Dealing with digital ethics: the six-step guide

From transparency to user choice, new IoT systems are faced with privacy and ethical issues at every turn. What can IoT vendors do to show compliance in their systems?

The Internet of Things is quickly becoming an untameable beast as more and more devices and systems are digitally connected through the accumulation of billions of pieces of data. While this is an exciting time for the progress of technology, the sheer volume of data being transmitted raises ethical concerns with the users of digital systems.

Since the Facebook data scandal in 2018, there has been a rising distrust and suspicion of how data is being used – especially by big tech companies. This suspicion has led to the end of Google parent company Alphabet’s Quayside project in Toronto. The aim was to build a high-tech IoT connected smart city, however the public ruled that the collection of their data while in this space would be an invasion of their privacy. While this distrust will not slow the progress of Internet of Things, it will make IoT vendors work harder to justify their systems to its users.

The concept of digital ethics is still relatively new, especially in the realm of IoT and it’s difficult to know where the lines are. As a result, Signify has constructed a guide for IoT vendors to conduct best practice and navigate through the murky waters of digital ethics as they inevitably confront ethical and privacy issues in the future.

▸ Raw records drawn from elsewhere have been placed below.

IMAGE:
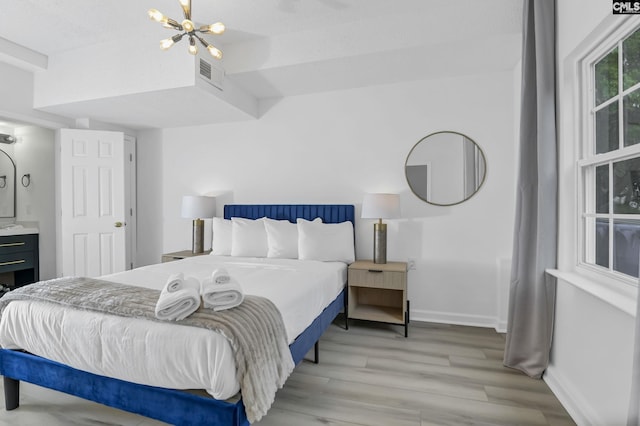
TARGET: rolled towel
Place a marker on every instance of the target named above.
(175, 305)
(221, 276)
(221, 296)
(175, 282)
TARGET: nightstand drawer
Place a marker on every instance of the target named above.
(16, 261)
(377, 279)
(18, 243)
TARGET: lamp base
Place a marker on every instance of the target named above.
(198, 236)
(380, 242)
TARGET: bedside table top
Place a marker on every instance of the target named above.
(389, 266)
(186, 253)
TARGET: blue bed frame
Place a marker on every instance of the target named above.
(170, 405)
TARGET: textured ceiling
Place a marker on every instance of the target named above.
(276, 48)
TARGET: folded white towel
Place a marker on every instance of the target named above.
(178, 299)
(221, 296)
(221, 276)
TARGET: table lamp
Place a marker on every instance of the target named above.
(380, 206)
(196, 207)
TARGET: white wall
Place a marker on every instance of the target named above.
(16, 99)
(593, 340)
(149, 197)
(335, 147)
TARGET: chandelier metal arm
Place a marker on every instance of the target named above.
(172, 24)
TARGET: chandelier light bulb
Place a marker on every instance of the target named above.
(193, 49)
(187, 25)
(216, 53)
(156, 15)
(217, 28)
(186, 8)
(187, 28)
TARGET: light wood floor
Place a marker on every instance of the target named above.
(369, 375)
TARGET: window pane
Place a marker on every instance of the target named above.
(626, 246)
(626, 186)
(602, 189)
(631, 60)
(601, 240)
(607, 129)
(632, 118)
(607, 77)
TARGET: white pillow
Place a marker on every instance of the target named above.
(282, 238)
(325, 241)
(221, 241)
(248, 237)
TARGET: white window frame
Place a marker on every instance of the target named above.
(586, 158)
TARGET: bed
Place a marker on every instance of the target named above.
(152, 401)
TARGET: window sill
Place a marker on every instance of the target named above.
(615, 295)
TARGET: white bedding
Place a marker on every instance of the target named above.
(166, 354)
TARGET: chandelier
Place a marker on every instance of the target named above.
(187, 28)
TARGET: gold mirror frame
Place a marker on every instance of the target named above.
(427, 168)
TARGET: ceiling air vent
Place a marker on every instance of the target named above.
(211, 73)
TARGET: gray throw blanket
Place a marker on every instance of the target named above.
(255, 328)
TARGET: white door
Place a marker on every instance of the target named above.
(93, 202)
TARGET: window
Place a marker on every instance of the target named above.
(610, 163)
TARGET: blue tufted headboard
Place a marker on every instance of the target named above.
(330, 213)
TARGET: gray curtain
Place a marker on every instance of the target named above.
(532, 292)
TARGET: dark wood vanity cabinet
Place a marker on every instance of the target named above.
(19, 256)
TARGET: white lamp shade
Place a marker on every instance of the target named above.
(381, 206)
(197, 206)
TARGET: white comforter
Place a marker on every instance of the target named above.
(166, 354)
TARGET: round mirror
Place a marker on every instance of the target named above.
(445, 168)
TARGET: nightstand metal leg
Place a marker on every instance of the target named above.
(406, 321)
(346, 309)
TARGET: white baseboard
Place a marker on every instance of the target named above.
(579, 410)
(458, 319)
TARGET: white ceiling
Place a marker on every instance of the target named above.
(276, 48)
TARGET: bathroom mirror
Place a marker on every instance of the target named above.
(445, 168)
(7, 185)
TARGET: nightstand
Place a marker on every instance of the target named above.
(378, 292)
(177, 255)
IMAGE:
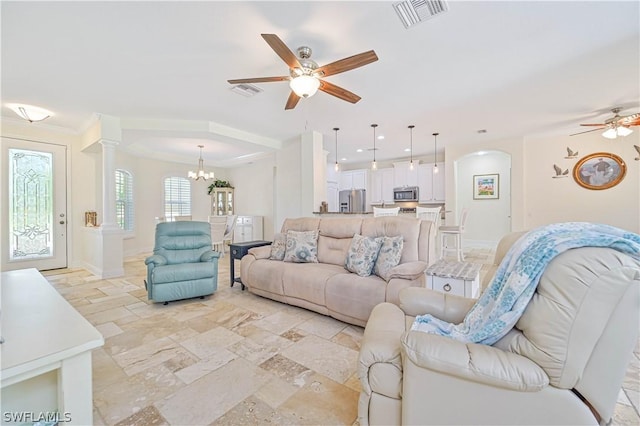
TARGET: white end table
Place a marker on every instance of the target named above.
(43, 333)
(458, 278)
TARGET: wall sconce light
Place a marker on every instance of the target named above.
(411, 145)
(374, 165)
(30, 113)
(337, 167)
(435, 149)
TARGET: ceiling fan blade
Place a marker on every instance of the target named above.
(282, 50)
(259, 80)
(592, 130)
(347, 64)
(338, 92)
(292, 101)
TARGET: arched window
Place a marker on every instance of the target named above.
(177, 197)
(124, 200)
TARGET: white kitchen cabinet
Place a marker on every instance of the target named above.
(403, 175)
(248, 228)
(381, 190)
(430, 185)
(353, 179)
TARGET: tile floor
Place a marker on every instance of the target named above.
(232, 358)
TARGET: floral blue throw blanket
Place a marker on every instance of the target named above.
(515, 281)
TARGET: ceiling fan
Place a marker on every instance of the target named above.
(306, 76)
(618, 125)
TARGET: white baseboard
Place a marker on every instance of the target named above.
(470, 244)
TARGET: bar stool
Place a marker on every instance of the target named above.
(456, 231)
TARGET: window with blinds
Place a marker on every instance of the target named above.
(177, 198)
(124, 200)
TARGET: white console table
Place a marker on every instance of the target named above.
(44, 335)
(459, 278)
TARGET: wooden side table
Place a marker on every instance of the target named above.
(237, 251)
(458, 278)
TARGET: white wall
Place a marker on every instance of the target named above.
(254, 191)
(538, 199)
(488, 219)
(558, 200)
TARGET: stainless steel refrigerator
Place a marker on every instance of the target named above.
(352, 200)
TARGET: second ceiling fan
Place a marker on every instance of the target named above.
(305, 76)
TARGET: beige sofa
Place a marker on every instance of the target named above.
(563, 363)
(327, 287)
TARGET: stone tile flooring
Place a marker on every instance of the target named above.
(231, 358)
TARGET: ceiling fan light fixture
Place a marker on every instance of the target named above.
(200, 173)
(305, 86)
(614, 132)
(624, 131)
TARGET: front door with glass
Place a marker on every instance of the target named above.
(34, 216)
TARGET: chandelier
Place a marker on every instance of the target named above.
(200, 173)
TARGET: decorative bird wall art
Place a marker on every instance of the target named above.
(571, 154)
(559, 172)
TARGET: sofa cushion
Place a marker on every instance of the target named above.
(389, 256)
(354, 296)
(333, 250)
(307, 281)
(302, 247)
(408, 227)
(362, 255)
(278, 247)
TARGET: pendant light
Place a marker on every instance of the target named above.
(411, 145)
(435, 148)
(374, 165)
(200, 173)
(337, 167)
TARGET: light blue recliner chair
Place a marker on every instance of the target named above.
(183, 265)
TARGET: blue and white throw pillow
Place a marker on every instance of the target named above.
(302, 247)
(389, 256)
(362, 255)
(278, 247)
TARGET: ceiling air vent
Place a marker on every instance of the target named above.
(247, 90)
(412, 12)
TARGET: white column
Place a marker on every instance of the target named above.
(108, 184)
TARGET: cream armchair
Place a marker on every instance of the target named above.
(563, 363)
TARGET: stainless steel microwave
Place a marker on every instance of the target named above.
(406, 193)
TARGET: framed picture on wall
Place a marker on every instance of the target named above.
(600, 170)
(486, 187)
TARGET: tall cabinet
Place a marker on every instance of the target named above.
(222, 201)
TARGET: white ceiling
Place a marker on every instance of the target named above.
(516, 69)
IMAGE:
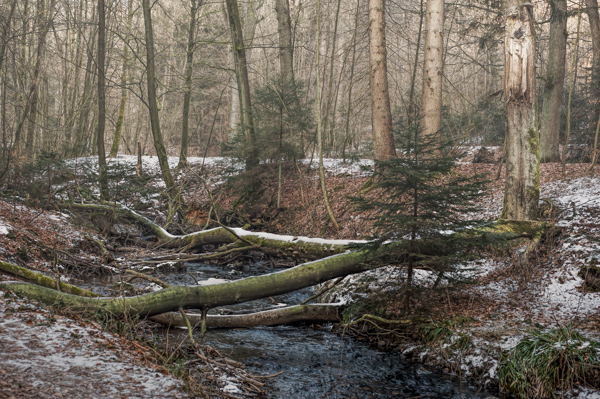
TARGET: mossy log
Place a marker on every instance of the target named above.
(44, 281)
(204, 297)
(275, 244)
(271, 317)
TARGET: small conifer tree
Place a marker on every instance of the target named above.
(420, 201)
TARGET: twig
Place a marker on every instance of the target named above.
(146, 277)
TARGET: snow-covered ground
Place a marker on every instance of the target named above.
(63, 357)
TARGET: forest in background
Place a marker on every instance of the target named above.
(49, 74)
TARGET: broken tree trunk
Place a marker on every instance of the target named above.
(271, 317)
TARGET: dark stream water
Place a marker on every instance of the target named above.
(316, 363)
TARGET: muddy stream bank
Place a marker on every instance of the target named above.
(316, 362)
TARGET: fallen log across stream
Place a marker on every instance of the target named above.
(270, 317)
(272, 244)
(175, 298)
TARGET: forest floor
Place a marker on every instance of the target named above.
(507, 298)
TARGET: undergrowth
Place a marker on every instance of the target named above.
(548, 361)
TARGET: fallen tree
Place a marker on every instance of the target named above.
(271, 317)
(175, 298)
(274, 244)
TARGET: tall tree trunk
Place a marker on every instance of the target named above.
(331, 69)
(522, 188)
(433, 63)
(286, 49)
(286, 58)
(81, 129)
(43, 26)
(100, 62)
(241, 73)
(410, 110)
(194, 4)
(319, 123)
(172, 189)
(4, 40)
(120, 118)
(351, 82)
(594, 20)
(553, 87)
(381, 114)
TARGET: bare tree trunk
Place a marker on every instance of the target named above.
(234, 114)
(433, 64)
(194, 4)
(331, 69)
(381, 114)
(85, 99)
(594, 20)
(553, 87)
(522, 188)
(410, 110)
(172, 189)
(120, 118)
(4, 40)
(43, 26)
(241, 72)
(100, 61)
(286, 50)
(351, 82)
(319, 123)
(572, 81)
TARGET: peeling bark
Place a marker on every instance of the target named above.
(522, 189)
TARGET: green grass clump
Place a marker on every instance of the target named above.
(548, 361)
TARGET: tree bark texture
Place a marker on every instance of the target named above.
(522, 188)
(286, 49)
(203, 297)
(161, 153)
(241, 73)
(300, 247)
(187, 89)
(272, 317)
(4, 40)
(594, 20)
(101, 61)
(431, 101)
(381, 114)
(121, 117)
(554, 84)
(43, 24)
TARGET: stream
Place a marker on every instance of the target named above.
(316, 362)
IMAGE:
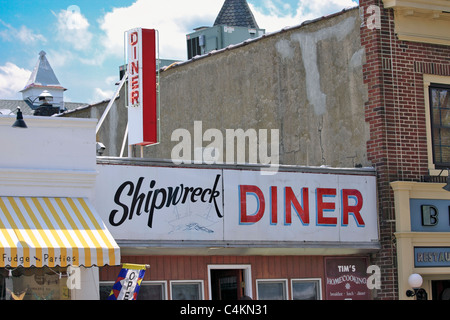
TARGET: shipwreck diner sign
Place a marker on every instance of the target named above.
(166, 204)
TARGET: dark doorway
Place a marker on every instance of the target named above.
(227, 284)
(441, 289)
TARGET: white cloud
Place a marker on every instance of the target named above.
(73, 28)
(22, 34)
(100, 95)
(12, 80)
(172, 18)
(274, 19)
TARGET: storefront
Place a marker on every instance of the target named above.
(423, 237)
(232, 232)
(52, 240)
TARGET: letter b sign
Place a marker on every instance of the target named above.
(429, 215)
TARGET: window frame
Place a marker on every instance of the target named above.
(318, 281)
(438, 164)
(201, 282)
(284, 281)
(428, 81)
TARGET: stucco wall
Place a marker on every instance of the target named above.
(306, 81)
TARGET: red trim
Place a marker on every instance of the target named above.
(149, 105)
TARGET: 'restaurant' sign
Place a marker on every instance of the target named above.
(142, 93)
(162, 203)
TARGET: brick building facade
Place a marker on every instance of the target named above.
(395, 73)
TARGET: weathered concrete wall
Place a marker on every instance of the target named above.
(306, 82)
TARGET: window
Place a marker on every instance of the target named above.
(149, 290)
(186, 290)
(439, 96)
(306, 289)
(271, 289)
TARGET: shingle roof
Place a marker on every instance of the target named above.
(236, 13)
(8, 106)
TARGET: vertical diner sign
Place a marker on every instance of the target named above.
(142, 93)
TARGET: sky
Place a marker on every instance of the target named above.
(84, 39)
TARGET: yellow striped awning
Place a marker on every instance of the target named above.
(54, 232)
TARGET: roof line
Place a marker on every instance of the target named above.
(267, 35)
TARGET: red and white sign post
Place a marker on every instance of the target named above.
(143, 115)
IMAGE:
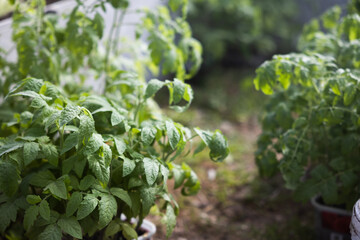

1. Build ethics and privacy into the system

Privacy and ethics should be a core consideration when building any system. Its important to be transparent with what data is being collected and how it is going to be used and vendors should lead with that from the outset, so users are fully in compliance. It is also important to have a clear sense of ownership of privacy and data issues; this could take the form of a Chief Privacy Officer.

2. Offer an easy opt-out

If vendors chose to automatically opt people into their systems, then they should make it clear and easy to opt out. It will reflect better on the company if they offer the user a transparent choice whether to use their system or not.

3. Offer opt-in

Even better, vendors can offer an opt-in option. Instead of assuming user participation from the outset, vendors could offer an opt-in choice so people can actively engage with the system. It should be the user that makes the choice, not the vendor.

4. Make sure the system is obvious

While many IoT system are purposefully designed to be seamless and invisible for the convenience and ease of the user, this can also present ethical issues. Where IoT systems are present, users should be notified with signage – while users may not always be able to opt-out of these systems – especially if they are embedded in a city or workplace – the ethical lines are less blurry if the user is aware that the system is active.

5. Rule in favour of humans

Any issues involving IoT should be resolved in the interests of the human runner and their privacy. If any initiative raises reasonable doubt that it is in breech of privacy then it should be scrapped.

6. Follow data privacy role models

Bloomberg and JP Morgan Chase are examples of companies which have taken their responsibility of data collection and sharing very seriously. Both organisations have established a reputation for ‘advancing social good’ and reducing information inequality.

As IoT continues to evolve it is likely to generate more ethical questions; vendors should be prepared to justify their data collection and how they use it to their users. The vendors who lack transparency will be viewed suspiciously by the increasingly sceptic and watchful public eye.